Francisco Tatad, a former Senator in the opposition camp, says he received two audiotapes from an anonymous source in the mail in May. He gave them to a lawyer, Alan Paguia, asking for legal advice on the conversations. Paguia, who worked in 2003 as an attorney for Arroyo's predecessor Joseph Estrada, made a 32-minute condensed version. When the palace released its copy of the conversations (the Gary tape), Paguia started distributing the other version on CD. The lawyer says he wasn't working on behalf of Estrada, but had his own reasons for spreading the CDs: in November 2003 the Supreme Court had suspended Paguia's right to practice law for his repeated criticism of its approval of Arroyo's taking over the presidency from Estrada.
Who recorded the phone conversations in the first place?

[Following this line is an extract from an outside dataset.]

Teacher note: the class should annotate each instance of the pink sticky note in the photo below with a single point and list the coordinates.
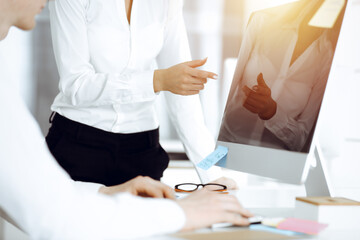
(300, 225)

Technical Sergeant Vidal Doble has admitted to taping the phone calls as part of his duties at the Intelligence Services of the Armed Forces of the Philippines. Doble says he gave the original tapes to the driver and bodyguard of Samuel Ong, a former deputy chief of the National Bureau of Investigation. Why he did so—whether he was paid by the opposition, as has been alleged by Arroyo's aides—is unclear. Ong is in hiding; the original tapes, according to his attorney, are with a trusted friend. Election officer Garcillano has also disappeared and is rumored to have left the country.